Pickup flatworks ready
Posted on October 28, 2017Independent Study
As I mentioned in my IMCA 400 post, this week I was lucky enough to have access to the lasercutter. This allowed me to test and cut the appropriate versions of the pickup flatworks.
From that point, I needed to add the eyelets. First, I tried with Loctite, only to read afterwards that it was not meant for plastic.
Then I used Epoxy, which seemed appropriate. A day or two later, I realized the flatworks were cracked around the eyelets (see image above on the left). Speaking with the maquette shop technician, I learned that Epoxy actually expands slightly when drying. Since I am currently using acrylic, which is quite rigid, any expansion breaks it…
When I bought the eyelets, I also bought a setting tool. For real guitar pickup flatworks, which are made out of a more flexible plastic, one would actually set the eyelet with a hammer. I tried, but as visible on the image above on the right, that did not work either…
Elio from the Sensor Lab lent me this product you can see above, and so far this seems to be the winner! Now I need to find more of this.
This week I destroyed a few telephones in order to rip their coils out. One was somewhat easy to extract, but it was encase in a metal structure with no connectors. The other had its coil completely molded in plastic, making it completely impossible to take out without destroying it.
I was given another coil, a 170Ω one, which would seem to be in the appropriate range, however no signal was generated either. Discussing with a friend who tried to work with sound electronics before, he mentioned that breadboards were not ideal to work, as their connections were not of sufficient quality. This week I will to mount my current electronics on a perf board and test, hoping that this will allow me to move forward.

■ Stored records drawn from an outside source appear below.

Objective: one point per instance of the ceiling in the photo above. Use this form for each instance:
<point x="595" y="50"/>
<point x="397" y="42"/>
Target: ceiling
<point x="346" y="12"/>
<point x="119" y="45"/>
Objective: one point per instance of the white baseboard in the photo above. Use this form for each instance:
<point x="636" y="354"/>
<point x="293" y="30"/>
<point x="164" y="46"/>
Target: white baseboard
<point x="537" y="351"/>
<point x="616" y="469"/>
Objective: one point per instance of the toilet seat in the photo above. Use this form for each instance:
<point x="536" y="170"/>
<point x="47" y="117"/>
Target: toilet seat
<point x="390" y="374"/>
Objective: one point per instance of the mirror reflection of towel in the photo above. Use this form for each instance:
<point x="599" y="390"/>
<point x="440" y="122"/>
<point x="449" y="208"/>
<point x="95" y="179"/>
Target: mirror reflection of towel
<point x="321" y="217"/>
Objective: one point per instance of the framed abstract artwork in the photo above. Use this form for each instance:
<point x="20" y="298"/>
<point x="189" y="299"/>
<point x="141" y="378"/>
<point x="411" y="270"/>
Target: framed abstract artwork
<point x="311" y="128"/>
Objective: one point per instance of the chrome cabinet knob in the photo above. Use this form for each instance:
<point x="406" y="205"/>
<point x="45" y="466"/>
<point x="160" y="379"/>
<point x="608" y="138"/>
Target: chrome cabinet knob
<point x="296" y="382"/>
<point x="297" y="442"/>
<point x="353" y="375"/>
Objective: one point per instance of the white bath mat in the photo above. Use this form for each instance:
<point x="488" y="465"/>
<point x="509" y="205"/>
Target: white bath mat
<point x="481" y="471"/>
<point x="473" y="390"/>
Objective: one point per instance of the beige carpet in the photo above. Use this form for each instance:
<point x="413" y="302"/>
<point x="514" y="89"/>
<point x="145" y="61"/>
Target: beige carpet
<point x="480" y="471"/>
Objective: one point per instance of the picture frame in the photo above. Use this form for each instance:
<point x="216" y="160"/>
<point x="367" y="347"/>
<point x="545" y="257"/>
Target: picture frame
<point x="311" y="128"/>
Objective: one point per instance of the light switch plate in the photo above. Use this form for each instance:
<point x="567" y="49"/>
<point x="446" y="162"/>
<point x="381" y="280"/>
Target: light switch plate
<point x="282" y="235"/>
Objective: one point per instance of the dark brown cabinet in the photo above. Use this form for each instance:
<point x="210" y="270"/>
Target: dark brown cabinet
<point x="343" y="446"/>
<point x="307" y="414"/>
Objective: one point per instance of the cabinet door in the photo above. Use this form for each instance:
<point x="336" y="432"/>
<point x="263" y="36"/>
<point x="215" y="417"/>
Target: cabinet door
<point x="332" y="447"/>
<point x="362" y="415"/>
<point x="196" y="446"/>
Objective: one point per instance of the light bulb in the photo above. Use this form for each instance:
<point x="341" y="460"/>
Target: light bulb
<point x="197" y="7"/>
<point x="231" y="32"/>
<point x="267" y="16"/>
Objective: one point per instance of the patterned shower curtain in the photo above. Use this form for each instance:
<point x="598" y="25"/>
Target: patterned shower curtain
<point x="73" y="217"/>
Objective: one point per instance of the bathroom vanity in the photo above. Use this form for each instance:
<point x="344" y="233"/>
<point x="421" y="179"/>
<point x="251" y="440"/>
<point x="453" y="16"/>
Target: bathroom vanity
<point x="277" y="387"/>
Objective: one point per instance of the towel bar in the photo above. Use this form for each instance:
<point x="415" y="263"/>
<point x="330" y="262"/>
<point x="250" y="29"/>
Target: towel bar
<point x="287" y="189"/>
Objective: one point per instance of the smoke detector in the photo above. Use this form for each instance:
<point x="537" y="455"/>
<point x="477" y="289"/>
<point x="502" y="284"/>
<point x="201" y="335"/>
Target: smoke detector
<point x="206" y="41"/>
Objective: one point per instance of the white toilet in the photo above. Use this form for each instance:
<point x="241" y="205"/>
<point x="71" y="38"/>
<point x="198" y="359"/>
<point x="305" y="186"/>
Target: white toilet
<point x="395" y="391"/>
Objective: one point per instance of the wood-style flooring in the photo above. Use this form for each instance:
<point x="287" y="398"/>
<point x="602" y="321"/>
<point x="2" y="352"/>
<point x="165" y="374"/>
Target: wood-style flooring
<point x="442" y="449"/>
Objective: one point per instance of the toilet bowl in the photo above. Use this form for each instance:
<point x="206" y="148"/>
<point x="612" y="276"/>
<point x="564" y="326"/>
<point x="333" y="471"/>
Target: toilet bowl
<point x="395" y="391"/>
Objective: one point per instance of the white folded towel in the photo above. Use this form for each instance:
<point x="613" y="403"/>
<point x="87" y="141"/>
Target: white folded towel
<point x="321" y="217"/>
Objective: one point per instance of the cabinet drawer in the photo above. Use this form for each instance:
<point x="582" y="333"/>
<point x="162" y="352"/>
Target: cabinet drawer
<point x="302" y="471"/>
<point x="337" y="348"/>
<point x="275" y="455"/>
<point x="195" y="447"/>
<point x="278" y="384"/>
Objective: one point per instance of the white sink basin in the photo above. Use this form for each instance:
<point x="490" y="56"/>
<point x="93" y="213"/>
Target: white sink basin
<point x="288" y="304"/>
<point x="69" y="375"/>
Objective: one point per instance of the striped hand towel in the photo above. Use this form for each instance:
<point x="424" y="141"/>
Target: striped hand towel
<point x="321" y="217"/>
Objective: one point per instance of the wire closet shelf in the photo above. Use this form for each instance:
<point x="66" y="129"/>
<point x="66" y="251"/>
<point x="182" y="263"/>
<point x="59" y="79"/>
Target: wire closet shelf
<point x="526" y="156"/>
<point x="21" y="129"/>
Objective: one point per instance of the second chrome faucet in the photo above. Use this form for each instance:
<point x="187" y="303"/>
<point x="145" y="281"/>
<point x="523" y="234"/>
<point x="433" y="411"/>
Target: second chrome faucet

It turns out I had noted down the wrong date for when I needed to return the Brutalism books, so they were sort of ripped out of my hands before I was done with them. While there were a few inspiring shapes, I don’t think I am yet at the point where I can completely link the subject of architecture and sound sculpture. I will come back to that once I have moved forward with the basic components I need, namely the pickup and the signal generator.